Cinquante-deux propositions pour refonder

Face à ces dysfonctionnements, la commission avance 52 recommandations visant à réformer la politique française d’aides économiques. Parmi les mesures clés figure la conditionnalité systématique de toute aide publique au maintien ou à la création d’emplois, associée à des mécanismes de restitution en cas de PSE dans les trois ans.

La création d’une Haute Autorité indépendante des aides publiques, investie de pouvoirs d’enquête et de sanction, représente une autre proposition d’envergure. Cette instance superviserait un registre public centralisé des aides, accessible aux citoyens, syndicats et élus.

Les parlementaires suggèrent également de redéfinir le licenciement économique dans le Code du travail afin de limiter les « réorganisations d’opportunité ». L’encouragement des reprises par les salariés, via des coopératives, figure parmi les pistes explorées.

Des divergences au sein de la commission

Malgré un constat partagé, des désaccords sont apparus entre les coprésidents. Denis Masséglia s’oppose à certaines recommandations jugées trop rigides, craignant qu’elles ne découragent l’investissement en France.
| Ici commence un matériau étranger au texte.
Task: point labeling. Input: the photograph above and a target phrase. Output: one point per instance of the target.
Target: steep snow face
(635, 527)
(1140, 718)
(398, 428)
À l’inverse, Benjamin Lucas prône un « réarmement démocratique de l’État » et une régulation plus ferme.

Ces tensions reflètent un débat plus vaste sur l’équilibre entre compétitivité économique et exigences sociales dans un contexte de mondialisation accrue.

L’exécutif sous pression

Côté gouvernemental, la ministre de l’Économie, Fadila Khattabi, s’est déclarée « ouverte à certaines propositions », tout en appelant à ne pas diaboliser les entreprises. L’exécutif a néanmoins annoncé la préparation d’un projet de loi de régulation des aides publiques pour l’automne 2025.

Cette annonce témoigne de la pression exercée par le rapport sur les pouvoirs publics, à l’approche du budget 2026 et alors que l’opinion publique se montre de plus en plus attentive à la responsabilité des grandes entreprises subventionnées.

Un modèle français à repenser

Ce rapport met en lumière un paradoxe central du modèle économique français : un des systèmes d’aides publiques les plus généreux au monde, mais dont l’impact sur l’emploi demeure insuffisamment évalué et contrôlé. Cette situation soulève des questions fondamentales sur l’efficacité des deniers publics et la responsabilité des entreprises bénéficiaires.

L’enjeu dépasse le simple cadre économique pour atteindre les fondements démocratiques de l’action publique. Sans une réforme du système actuel, la confiance dans les institutions pourrait se dégrader durablement, compromettant l’acceptabilité sociale des politiques de soutien aux entreprises.